All that said, I am glad mbenonis saw my comments for a joke on the reality of his program and not a slam on it's intent to teach. The devil is in the details. While I in his place might trash my theater and friends, anyone else that is not one of us is speaking fighting words when they say the same things. Your post along with the other one about the fly system that is to be replaced due to lack of care is for many - a common theme that happens to the point of replacing the building every few years because it's getting old and things are falling apart. To those of you dealing with a ladder to the lighting booth in the Gymatorum, this really is the case in other places similar to you where when the gear gets old, it’s time for a big budget make over of the entire building. Yea, you all start from the same place in life. “What moving light should we buy for our high school program” while others are just worrying about if the ray lights used as primary lighting will burn out during an important scene.

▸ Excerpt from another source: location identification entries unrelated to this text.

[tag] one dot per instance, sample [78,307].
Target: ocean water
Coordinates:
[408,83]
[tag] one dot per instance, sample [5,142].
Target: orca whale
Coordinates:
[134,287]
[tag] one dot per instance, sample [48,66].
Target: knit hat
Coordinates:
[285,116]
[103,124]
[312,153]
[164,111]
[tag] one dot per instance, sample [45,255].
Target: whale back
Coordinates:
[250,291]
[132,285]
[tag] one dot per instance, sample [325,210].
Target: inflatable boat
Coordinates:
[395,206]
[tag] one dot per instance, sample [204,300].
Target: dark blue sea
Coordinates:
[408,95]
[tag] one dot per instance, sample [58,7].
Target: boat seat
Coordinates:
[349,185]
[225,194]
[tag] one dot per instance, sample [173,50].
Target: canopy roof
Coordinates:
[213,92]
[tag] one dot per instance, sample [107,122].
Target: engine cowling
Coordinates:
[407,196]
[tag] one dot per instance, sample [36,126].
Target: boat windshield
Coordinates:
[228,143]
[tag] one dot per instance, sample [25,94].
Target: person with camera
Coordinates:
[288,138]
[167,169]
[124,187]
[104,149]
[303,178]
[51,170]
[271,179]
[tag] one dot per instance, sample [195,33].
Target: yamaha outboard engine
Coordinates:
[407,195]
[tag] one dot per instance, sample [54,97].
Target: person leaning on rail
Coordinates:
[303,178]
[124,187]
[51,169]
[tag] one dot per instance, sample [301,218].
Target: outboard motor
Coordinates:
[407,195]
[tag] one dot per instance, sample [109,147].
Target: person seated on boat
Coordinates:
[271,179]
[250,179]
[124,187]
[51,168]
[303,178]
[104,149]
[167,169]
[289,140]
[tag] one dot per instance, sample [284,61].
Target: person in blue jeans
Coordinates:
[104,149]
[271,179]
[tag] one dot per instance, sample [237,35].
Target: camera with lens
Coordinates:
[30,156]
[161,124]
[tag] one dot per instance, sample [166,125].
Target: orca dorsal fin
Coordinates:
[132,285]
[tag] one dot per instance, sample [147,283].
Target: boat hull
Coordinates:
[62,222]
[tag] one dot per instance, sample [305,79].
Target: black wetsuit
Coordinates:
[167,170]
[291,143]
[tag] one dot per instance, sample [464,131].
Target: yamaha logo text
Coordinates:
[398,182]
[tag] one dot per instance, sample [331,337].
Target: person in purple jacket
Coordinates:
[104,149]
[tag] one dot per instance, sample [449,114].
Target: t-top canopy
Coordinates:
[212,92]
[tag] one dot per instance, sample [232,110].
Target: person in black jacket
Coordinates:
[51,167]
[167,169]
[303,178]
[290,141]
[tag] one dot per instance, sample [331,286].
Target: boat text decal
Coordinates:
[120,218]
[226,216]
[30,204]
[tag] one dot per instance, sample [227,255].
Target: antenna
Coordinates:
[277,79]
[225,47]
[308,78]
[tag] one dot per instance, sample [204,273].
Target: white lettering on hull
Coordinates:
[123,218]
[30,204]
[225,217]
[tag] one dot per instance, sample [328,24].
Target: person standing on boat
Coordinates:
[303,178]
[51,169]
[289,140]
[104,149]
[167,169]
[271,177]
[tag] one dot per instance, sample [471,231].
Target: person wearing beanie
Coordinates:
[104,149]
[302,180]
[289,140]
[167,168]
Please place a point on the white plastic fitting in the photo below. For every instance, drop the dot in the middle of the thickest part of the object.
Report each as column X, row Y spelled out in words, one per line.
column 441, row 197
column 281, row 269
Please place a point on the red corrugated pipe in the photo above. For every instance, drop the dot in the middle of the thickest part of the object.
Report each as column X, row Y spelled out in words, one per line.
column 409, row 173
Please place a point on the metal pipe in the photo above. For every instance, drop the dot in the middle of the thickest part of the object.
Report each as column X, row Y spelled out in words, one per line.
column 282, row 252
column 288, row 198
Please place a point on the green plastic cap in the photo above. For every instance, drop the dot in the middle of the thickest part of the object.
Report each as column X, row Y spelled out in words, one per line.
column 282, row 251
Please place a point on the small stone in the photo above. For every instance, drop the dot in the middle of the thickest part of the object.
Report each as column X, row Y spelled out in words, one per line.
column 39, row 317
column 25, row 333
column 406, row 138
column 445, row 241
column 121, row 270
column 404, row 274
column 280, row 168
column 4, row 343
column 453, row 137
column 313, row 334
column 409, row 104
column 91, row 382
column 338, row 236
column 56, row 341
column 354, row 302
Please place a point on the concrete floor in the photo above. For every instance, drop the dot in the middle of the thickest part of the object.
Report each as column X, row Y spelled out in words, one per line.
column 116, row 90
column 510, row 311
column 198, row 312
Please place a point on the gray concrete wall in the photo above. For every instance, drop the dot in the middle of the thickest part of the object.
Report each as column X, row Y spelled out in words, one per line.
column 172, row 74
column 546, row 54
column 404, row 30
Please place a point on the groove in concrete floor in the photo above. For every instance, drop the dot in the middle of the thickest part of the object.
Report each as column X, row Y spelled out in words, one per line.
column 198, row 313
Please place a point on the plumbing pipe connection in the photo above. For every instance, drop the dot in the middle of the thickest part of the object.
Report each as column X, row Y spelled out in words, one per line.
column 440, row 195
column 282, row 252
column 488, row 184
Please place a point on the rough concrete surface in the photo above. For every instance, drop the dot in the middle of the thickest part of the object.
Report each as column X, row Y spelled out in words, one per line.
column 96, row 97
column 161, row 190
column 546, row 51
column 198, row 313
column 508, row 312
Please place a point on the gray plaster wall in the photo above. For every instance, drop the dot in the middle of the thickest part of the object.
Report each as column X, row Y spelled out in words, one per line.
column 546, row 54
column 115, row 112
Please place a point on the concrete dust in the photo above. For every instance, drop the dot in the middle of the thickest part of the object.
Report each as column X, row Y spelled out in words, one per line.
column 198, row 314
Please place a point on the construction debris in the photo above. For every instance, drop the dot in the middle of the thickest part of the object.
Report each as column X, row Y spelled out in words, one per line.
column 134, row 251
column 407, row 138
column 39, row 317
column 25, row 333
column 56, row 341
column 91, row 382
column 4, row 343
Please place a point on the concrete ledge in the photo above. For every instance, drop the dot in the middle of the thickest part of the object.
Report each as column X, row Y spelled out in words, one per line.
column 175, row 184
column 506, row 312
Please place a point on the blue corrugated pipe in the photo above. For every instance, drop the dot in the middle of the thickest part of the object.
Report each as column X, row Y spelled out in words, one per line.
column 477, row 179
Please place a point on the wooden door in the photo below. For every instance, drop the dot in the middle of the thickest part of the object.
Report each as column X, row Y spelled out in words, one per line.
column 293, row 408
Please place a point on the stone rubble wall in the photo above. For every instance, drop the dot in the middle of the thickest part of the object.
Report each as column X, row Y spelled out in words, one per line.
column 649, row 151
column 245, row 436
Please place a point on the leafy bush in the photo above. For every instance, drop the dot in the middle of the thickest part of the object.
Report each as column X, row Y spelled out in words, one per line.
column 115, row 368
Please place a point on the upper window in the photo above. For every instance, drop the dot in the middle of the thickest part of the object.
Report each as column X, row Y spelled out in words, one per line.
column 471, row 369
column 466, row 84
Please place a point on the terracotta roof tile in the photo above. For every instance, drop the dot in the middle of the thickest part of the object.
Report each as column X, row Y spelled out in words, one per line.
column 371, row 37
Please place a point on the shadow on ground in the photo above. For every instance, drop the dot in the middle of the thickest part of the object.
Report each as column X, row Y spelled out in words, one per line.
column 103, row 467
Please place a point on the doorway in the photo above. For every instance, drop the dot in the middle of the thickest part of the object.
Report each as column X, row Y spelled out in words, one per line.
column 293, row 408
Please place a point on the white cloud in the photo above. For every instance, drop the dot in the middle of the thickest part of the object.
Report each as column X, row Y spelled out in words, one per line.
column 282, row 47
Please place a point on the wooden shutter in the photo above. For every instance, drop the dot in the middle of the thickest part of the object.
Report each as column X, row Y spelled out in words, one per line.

While keeping stuff current is something that can come by way of not servicing the gear in assuring a constant influx of new gear coming in, and that's educational. Another part of the educational is the reality of it in both having to take care of what you have because there is no bail out should it fail, and learning how to do with lights older than you are and still making magic etc. This magic is the thing we all revolve around in different ways. The person asking what moving light will best fill the role of both special and wash and the person asking advice in what to do once the only lights they have burn out during a scene.


----------



## sound_nerd (Dec 3, 2004)

In relation to the gear not being taken care of, I can vouch for that. When a friend and I took it upon ourselves to save the tech department at our old high school, we found tons of gear, packed away, still good and usable, but put aside in favor of something new. 

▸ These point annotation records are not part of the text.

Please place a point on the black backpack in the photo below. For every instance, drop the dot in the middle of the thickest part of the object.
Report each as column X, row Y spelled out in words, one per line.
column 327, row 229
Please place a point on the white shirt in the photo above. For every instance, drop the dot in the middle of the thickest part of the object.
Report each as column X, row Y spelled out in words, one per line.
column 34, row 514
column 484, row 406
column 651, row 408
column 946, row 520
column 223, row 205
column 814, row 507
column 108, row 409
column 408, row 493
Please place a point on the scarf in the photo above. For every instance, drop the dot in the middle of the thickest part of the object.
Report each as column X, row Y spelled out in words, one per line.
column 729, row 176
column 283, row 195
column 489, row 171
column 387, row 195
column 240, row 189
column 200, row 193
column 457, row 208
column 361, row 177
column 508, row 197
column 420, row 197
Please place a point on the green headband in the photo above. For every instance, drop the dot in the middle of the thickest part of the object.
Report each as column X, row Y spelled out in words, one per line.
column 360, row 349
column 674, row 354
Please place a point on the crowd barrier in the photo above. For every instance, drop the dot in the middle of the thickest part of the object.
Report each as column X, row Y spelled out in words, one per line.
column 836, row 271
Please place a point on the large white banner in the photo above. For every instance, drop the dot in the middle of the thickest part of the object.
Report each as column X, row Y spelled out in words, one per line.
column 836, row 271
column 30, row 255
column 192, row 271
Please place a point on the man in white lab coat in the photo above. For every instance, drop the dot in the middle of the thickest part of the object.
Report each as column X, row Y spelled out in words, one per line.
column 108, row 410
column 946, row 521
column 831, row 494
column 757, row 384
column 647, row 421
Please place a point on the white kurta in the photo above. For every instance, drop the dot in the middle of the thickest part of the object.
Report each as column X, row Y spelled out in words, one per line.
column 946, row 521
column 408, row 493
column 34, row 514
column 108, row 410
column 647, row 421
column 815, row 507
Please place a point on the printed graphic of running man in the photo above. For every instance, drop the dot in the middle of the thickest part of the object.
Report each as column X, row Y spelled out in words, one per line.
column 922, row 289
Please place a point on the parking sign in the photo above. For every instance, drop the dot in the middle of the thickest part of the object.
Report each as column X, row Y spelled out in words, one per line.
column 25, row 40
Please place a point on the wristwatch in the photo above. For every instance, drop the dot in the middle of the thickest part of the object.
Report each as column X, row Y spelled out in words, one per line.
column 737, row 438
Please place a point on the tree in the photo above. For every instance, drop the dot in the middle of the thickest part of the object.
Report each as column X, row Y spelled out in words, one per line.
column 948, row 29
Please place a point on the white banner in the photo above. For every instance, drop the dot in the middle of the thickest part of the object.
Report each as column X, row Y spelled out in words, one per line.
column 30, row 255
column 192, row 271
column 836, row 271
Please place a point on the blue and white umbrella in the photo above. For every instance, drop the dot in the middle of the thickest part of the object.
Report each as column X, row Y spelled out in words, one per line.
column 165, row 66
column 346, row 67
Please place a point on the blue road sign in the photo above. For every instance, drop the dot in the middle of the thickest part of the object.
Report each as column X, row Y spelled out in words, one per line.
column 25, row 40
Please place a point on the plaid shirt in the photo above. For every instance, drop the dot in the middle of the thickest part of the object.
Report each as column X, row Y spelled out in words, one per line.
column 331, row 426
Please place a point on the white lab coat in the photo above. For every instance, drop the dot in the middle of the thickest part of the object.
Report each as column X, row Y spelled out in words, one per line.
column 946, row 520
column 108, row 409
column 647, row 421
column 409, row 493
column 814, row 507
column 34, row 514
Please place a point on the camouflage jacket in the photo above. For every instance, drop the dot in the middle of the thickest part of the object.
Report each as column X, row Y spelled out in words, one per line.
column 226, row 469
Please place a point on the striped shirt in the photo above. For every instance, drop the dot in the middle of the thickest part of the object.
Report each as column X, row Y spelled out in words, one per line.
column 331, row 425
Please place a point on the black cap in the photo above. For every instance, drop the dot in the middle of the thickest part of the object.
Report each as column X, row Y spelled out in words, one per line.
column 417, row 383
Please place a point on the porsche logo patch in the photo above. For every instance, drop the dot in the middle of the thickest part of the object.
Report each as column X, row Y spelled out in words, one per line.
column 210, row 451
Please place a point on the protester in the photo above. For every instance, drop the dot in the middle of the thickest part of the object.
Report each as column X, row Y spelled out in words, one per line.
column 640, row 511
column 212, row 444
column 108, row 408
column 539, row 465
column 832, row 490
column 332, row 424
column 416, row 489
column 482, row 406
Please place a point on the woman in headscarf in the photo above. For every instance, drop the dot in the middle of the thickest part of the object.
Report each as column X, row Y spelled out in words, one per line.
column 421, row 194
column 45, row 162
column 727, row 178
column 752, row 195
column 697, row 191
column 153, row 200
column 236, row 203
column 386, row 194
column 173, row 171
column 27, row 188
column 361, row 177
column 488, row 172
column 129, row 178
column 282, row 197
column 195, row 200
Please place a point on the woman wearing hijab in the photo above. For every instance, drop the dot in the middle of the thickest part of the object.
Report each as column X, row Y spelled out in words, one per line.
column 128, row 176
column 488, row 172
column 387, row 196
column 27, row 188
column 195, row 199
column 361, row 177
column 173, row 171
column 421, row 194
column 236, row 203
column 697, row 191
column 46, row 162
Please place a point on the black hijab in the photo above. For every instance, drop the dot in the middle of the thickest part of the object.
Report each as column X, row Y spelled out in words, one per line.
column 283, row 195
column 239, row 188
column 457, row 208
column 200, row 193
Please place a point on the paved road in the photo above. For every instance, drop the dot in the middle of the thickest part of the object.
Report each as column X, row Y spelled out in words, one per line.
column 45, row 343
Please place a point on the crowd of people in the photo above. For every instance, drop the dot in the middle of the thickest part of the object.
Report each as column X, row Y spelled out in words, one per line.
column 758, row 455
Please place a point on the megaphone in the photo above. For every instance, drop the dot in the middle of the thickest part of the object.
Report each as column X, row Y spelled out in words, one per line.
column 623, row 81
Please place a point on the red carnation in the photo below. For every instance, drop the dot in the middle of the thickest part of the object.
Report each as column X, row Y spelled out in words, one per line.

They had upgraded the entire lighting system, and audio system, but instead of adding to what they had, it was all replaced. We came upon a storage room backstage full of old lekos, and fresnels, there was even a couple old Peavey CS800 amps in there. After a good cleaning, everything was running really well. I am still impressed with the old amps. lol. We were able to incorporate the old lighting in with the new, almost doubling the fixtures being used. As for the amps, they found their way into a portable rack that we designed to be used for pep-rallies and the like that would be located outside the auditorium. 

There is a lot that can be done with old gear, no matter who thinks its "outdated" and broken (even though all it needs is a good cleaning, and some tlc). Older gear tends to be more durable, and more reliable than a lot of the newer stuff. The only advantage I can see to buying brand new gear is warranties, and the fact that newer gear is usually lighter as well. In a theatre I dont think weight matters quite as much as on the road.


----------



## herr_highbrau (Mar 9, 2005)

Lol! U got it. I'm trying to get our team trained at the moment, for the new assembly hall that's being built at our school. At the moment, I'm still working off lights built in the 70s, but they're good. Although I can't say I wouldn't mind some new Mac 550s and a Pearl 2000 console!

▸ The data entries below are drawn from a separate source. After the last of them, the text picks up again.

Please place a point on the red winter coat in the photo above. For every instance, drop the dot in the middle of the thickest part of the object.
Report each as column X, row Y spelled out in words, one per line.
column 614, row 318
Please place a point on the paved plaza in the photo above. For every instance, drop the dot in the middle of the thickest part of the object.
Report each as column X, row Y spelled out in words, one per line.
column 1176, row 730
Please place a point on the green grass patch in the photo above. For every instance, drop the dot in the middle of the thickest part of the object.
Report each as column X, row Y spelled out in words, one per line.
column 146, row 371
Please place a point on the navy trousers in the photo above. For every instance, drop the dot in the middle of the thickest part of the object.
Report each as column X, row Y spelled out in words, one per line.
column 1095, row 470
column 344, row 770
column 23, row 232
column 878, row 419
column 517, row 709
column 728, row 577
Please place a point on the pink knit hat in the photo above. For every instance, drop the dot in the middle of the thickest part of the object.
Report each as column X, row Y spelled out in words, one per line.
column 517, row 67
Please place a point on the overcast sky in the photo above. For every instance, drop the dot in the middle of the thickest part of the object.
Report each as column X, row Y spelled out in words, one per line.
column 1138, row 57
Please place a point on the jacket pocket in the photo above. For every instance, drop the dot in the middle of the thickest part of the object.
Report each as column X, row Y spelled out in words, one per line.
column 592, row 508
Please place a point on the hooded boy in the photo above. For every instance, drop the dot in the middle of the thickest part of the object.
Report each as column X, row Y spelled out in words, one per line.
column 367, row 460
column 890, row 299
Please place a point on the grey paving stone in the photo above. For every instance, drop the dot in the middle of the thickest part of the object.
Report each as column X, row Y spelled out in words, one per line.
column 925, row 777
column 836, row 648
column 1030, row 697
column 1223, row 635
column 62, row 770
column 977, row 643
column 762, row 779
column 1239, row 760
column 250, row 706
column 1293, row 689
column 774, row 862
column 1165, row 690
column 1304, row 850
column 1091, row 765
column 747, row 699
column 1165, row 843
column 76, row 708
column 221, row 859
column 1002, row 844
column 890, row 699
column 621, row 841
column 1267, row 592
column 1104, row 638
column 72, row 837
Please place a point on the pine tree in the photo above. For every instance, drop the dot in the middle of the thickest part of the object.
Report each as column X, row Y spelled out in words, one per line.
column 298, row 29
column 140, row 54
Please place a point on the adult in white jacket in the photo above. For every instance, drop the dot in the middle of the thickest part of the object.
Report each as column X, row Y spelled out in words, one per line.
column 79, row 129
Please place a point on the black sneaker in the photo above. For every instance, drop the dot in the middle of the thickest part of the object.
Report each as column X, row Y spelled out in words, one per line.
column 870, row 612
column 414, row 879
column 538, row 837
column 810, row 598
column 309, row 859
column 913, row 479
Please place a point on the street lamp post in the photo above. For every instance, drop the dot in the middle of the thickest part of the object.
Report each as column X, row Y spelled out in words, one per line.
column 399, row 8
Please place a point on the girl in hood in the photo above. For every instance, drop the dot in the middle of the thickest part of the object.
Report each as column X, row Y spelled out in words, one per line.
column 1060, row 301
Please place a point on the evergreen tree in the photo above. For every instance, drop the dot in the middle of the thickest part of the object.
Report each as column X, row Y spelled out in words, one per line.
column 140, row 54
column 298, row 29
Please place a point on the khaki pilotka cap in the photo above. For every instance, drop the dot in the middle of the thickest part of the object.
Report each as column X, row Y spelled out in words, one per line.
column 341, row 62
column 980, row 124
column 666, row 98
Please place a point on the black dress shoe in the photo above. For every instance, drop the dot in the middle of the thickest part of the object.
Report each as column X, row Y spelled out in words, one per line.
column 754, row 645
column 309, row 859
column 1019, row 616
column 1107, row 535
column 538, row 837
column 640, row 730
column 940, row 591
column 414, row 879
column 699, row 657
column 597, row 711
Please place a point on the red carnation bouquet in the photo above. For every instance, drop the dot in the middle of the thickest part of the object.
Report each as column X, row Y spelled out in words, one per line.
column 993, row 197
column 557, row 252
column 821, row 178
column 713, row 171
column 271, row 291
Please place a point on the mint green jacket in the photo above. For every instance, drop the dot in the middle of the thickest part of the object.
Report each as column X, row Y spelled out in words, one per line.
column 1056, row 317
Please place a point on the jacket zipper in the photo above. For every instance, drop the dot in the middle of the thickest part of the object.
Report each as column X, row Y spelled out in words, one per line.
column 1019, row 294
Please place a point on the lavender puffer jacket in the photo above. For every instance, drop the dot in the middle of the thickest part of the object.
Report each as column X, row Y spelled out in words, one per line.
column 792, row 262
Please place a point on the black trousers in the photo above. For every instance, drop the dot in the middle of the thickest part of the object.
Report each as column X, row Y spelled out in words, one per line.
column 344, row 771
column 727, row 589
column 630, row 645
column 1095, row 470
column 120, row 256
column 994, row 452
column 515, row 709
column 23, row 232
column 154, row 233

Yeah, the old kit is good, especially for training and things like that. I say keep a hold of it, and continue to treat it well.


----------



## RedmonwantsEOS (Jun 17, 2008)

Oh WOW. Im just browsing through old stuff, and I come upon THIS. Chinese Wall, LVHS, we did this play again this year 2008, WOW.
Well, we still had a few of the same problems. The fixtures that were on the front pipe then were probobly the same ones we used this time. So, after the show, I got a crew together, and replaced all of them with new(er) Altman 6x9's and Lekos. And we did get a complete new system in 2006-I REALLY need to post a drawing of what our old MONSTER control system looked like. From 1962, amazing.
But wow, this is cool.


----------